Looking forward to hearing your ideas on this or similar situations you have faced. If you’re relating a real analytical culture war story, you might think about changing the names to protect the innocent!
And / Or, if you’d like to share your story interactively with the Course 4 students in their Cafe’ (chat), we’d love to have you as a guest. FYI, the students are primarily adults who are already working with web analytics as part of their job who now are faced with a need to upgrade their skills. Let me know if you are interested in sharing your story with them - you can use the ”Email Jim” link below to contact me.
Jim —
TD Waterhouse (a few years ago, prior to the Ameritrade merger) discovered exactly what you described. They discovered it a little differently — they wanted to a new online search engine.
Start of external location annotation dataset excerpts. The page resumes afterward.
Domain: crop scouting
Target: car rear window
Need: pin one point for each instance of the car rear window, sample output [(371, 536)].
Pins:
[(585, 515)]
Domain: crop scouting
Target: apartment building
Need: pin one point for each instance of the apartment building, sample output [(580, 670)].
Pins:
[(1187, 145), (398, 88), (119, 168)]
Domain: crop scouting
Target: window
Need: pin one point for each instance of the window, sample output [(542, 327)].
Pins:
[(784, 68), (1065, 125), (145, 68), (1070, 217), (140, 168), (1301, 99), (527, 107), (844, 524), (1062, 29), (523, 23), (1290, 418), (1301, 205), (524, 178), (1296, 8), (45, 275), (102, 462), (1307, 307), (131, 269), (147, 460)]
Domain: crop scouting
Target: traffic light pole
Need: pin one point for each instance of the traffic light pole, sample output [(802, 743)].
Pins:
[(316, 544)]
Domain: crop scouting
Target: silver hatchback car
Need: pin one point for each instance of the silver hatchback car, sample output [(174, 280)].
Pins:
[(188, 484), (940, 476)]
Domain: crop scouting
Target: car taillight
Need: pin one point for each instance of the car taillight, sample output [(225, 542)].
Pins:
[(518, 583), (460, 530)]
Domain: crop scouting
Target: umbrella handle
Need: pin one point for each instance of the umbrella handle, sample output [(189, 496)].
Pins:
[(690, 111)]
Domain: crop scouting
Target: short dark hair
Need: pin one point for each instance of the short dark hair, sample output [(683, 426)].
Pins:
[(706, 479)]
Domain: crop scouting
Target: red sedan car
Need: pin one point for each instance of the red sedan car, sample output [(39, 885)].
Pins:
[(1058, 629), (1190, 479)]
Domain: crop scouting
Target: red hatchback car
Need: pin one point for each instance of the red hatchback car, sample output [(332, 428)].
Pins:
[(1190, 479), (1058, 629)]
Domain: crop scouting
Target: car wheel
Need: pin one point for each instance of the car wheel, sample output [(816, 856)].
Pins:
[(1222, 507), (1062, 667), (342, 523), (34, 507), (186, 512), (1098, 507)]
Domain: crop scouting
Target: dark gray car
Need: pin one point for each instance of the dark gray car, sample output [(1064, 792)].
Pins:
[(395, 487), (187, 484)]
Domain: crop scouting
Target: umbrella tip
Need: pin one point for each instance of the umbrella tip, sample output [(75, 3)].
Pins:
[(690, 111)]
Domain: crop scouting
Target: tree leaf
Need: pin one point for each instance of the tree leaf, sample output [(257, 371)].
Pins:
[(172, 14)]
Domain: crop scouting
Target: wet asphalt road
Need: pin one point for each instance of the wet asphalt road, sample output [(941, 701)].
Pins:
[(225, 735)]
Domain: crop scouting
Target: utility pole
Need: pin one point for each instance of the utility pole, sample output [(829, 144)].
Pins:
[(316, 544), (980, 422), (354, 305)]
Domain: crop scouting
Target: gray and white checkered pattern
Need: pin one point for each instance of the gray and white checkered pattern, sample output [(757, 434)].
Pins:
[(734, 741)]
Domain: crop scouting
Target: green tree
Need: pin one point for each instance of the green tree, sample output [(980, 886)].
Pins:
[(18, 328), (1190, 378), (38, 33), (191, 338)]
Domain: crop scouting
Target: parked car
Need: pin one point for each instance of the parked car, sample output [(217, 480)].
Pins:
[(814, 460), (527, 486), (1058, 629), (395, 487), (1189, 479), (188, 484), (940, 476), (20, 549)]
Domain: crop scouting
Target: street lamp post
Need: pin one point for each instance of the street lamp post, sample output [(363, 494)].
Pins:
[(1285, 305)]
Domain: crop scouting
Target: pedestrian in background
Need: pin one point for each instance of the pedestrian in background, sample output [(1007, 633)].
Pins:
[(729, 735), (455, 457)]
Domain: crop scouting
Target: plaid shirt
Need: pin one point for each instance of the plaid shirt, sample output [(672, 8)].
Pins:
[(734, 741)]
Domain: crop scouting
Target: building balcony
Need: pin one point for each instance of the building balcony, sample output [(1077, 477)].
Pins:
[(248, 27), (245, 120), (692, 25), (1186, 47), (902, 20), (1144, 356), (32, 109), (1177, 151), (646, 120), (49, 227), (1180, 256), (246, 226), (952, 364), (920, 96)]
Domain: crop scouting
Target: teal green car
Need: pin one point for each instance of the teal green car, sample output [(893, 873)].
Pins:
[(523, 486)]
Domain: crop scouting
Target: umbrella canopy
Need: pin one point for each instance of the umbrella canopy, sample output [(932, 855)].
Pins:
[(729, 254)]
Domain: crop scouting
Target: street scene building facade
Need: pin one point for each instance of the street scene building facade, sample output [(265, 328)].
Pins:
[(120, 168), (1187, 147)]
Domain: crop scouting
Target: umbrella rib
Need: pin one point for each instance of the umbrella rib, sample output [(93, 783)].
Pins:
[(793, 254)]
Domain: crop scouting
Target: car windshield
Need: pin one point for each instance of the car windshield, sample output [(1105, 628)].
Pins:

To optimize the system, they went into the call center to understand what the most frequently asked questions were, and determined which ones they could adequately address online. They built the online capability, and then publicized it — both through online messages and on statements (not sure if they did it through call holding messages).
They were successful at migrating calls out of the call center over to the online channel. But there was no animosity on the part of the call center and there were no mass layoffs in the call center.
Because the call center was involved in this from the start, they had to ability to plan and contribute to the shift in staffing, and was able to take a number of reps and focus them on higher value (ie, sales-related) calls than lower value account status calls.
Your theoretical analyst should have nothing to fear in bringing his or her analysis to light if s/he appropriately involves the right people.
Yea, and that’s the key to the exercise – appropriately.Â
1. Who do you talk to
2. In what order, and
3. About what subjects
really can have an effect on how these things play out. Many analytical people would rather just stick with the number crunching and have “managers” deal with the 7 Sins of Performance Management. But increasingly, at least on the web analytics side, folks are developing a lot of business skills.  The “artful presentation of bad news” is one of those required skills if you are going to be an active rather than passive analytical player – which is what we encourage.
My wife is one of the “old school” analysts – she loves to crunch the numbers, but hates the “confrontation” associated with uncovery. I am very much the opposite, perhaps too aggressive in seeking who is behind the Root Cause. Best stance is in the middle somewhere, and navigating those waters is what we try to teach in the Course.
Great example, thanks for sharing Ron!
And if I knew “who to talk to…in what order… and about what subjects”… perhaps I would’ve made it a little further up the org chart in my career!